Présentée aux Bouffes du Nord jusqu’au 19 décembre, Tartuffe Théorème de Macha Makeïeff revisite le classique de Molière  : un texte repris au mot près et une mise en scène audacieuse et résolument pop.

Si le nom de la pièce n’était pas inscrit sur nos billets, on ne se douterait pas que l’on va voir une pièce de Molière. Complètement redécoré pour l’occasion, le théâtre des Bouffes du Nord a fait peau neuve pour accueillir la dernière création de Macha Makeïeff. Les murs nus et froids caractéristique du lieu se sont changés en un grand salon bourgeois aux couleurs éclatantes. Du rose, du bleu, du vert, du mobilier de salon et de grands canapés en velours  ; les décors pop à la limite du kitsch rappellent un clip de musique. Bref, on ne se croirait pas chez Molière.
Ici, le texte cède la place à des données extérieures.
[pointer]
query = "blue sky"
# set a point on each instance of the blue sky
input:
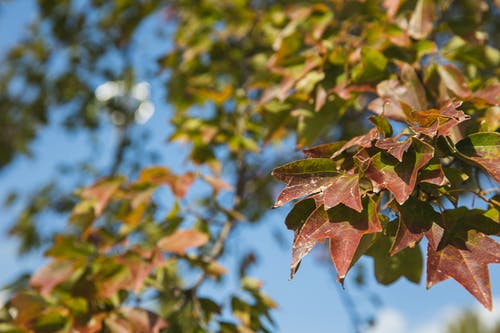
(309, 303)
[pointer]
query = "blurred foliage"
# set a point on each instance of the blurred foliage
(244, 77)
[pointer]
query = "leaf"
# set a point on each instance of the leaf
(466, 261)
(159, 175)
(343, 189)
(415, 218)
(52, 274)
(399, 178)
(348, 229)
(394, 147)
(454, 80)
(101, 192)
(382, 124)
(181, 240)
(389, 268)
(298, 187)
(324, 150)
(488, 95)
(305, 167)
(142, 320)
(483, 149)
(299, 213)
(364, 140)
(421, 21)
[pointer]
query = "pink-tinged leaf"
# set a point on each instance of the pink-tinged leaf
(101, 192)
(343, 189)
(316, 228)
(181, 240)
(482, 149)
(348, 227)
(301, 186)
(415, 96)
(321, 96)
(324, 150)
(433, 174)
(399, 178)
(163, 176)
(466, 261)
(310, 166)
(454, 80)
(49, 276)
(415, 218)
(142, 320)
(488, 95)
(140, 266)
(394, 147)
(362, 140)
(422, 19)
(391, 7)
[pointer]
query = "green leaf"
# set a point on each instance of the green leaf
(482, 149)
(407, 263)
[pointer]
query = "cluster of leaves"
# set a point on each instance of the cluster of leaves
(242, 75)
(352, 188)
(118, 269)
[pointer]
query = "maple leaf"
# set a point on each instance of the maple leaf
(482, 149)
(415, 218)
(344, 227)
(304, 177)
(181, 240)
(49, 276)
(364, 140)
(394, 147)
(343, 189)
(465, 260)
(399, 178)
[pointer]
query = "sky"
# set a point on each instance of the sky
(311, 302)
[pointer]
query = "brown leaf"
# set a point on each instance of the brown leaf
(394, 147)
(399, 178)
(181, 240)
(454, 80)
(415, 218)
(466, 261)
(142, 320)
(488, 95)
(421, 21)
(49, 276)
(300, 186)
(343, 189)
(347, 230)
(364, 140)
(101, 192)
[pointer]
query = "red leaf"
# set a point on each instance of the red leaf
(394, 147)
(181, 240)
(483, 149)
(399, 177)
(298, 187)
(415, 218)
(349, 227)
(364, 140)
(343, 226)
(343, 189)
(49, 276)
(160, 175)
(421, 21)
(466, 261)
(488, 95)
(101, 192)
(143, 321)
(454, 80)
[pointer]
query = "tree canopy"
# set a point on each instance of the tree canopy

Et pourtant, quelques minutes plus tard, débarquent sur scène une pelletée de personnes aux physiques tout aussi outranciers – robes fuschia, vertes et jaunes, brushings des années 60 et tailleurs façon première dame. Une vieille dame surgit, on reconnaît la grand-mère du texte de Molière. Ses dialogues – les vers du maître, intacts – se mélangent avec ses chants, lyriques, qui font rire dans la salle.

Hommage habile

L’histoire, on la connaît. Tartuffe, faux-dévot de service, s’installe dans une famille bourgeoise. Il fait avaler des couleuvres au père, complètement acquis à sa cause. À la grand-mère aussi, qui entre chaque réplique échangée avec son fils répétera inlassablement  : «  D’accord, mais Tartuffe  ?  ». Pour rendre hommage à son gourou, le père compte bien lui offrir monts et merveilles. Les biens de la famille d’abord – cette grande maison dans laquelle ils vivent pourtant tous . Aussi, et surtout sa fille, qu’il lui promet en mariage pourtant énamourée d’un autre garçon depuis des années. Pendant ce temps, le Tartuffe trompe joyeusement son monde  ; joue aux religieux pendant qu’il courtise la mère.

Tartuffe, dans la pièce, cheveux longs, teint pâle, tout de noir vêtu (presque plus Dracula que Tartuffe) . Il jure avec le décor, les personnages, tous colorés et bariolés. Il est le seul dont les répliques sont toujours très sérieuses tandis que les autres personnages entonnent les vers de Molière avec entrain et dérision. Tout cela en chantant ou marmonnant. Macha Mekeïeff met le texte à distance. Le seul d’entre eux qui ne joue pas ce jeu-là est le plus hypocrite d’entre eux, c’est Tartuffe. C’est le menteur.

De cette pièce à la langue vieillote, la metteuse en scène parvient à faire un objet contemporain aux messages tout aussi contemporain. Mekeïeff relit Tartuffe comme un conte. Il en dit long sur nos névroses contemporaines et les angoisses qui nous agitent au quotidien. Le Tartuffe Théorème fait émerger autant d’interrogations de notre temps  : celles sur le consentement – la fille mariée de force, cette liaison un peu lugubre entre le Tartuffe et la mère – entre autres abus de faiblesse et hypocrisie sociale. Au 21e siècle, le Tartuffe reste roi.

Tartuffe Théorème, mis en scène par Macha Mekeïeff est à retrouver au théâtre des Bouffes du Nord jusqu’au 19 décembre.